Lucas Trzesniewski's comment can actually be used in Python with PyPi regex module (I just replaced named group with a numbered one to make it shorter):
>>> import regex
>>> r = regex.compile(r'({(?:[^{}]++|\g<1>)*})(*SKIP)(*FAIL)|\s*,\s*')
>>> s = """{J. Doe, R. Starr}, {Lorem
{i}psum dolor }, Dol. sit., am. et."""
>>> print(r.split(s))
['{J. Doe, R. Starr}', None, '{Lorem\n{i}psum dolor }', None, 'Dol. sit.', None, 'am. et.']
The pattern - ({(?:[^{}]++|\g<1>)*})(*SKIP)(*FAIL)
- matches {...{...{}...}...}
like structures (as {
matches {
, (?:[^{}]++|\g<1>)*
matches 0+ occurrences of 2 alternatives: 1) any 1+ characters other than {
and }
(the [^{}]++
), 2) text matching the whole ({(?:[^{}]++|\g<1>)*})

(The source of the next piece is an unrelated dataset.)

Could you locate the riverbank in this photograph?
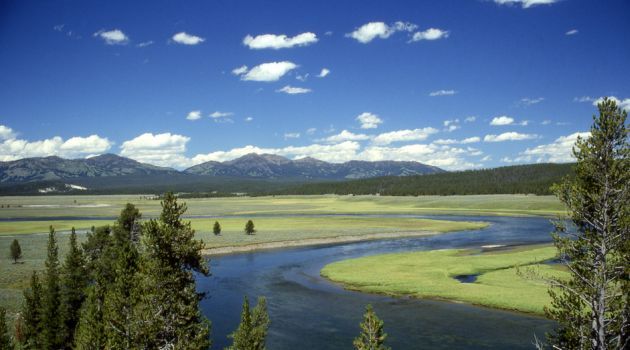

subpattern). The (*SKIP)(*FAIL)
verbs make the engine omit the whole matched value from the match buffer, thus, moving the index to the end of the match and holding nothing to return (we "skip" what we matched).
The \s*,\s*
matches a comma enclosed with 0+ whitespaces.
The None
values appear because there is a capture group in the first branch that is empty when the second branch matches. We need to use a capture group in the first alternative branch for recursion. To remove the empty elements, use comprehension:
>>> print([x for x in r.split(s) if x])
['{J. Doe, R. Starr}', '{Lorem\n{i}psum dolor }', 'Dol. sit.', 'am. et.']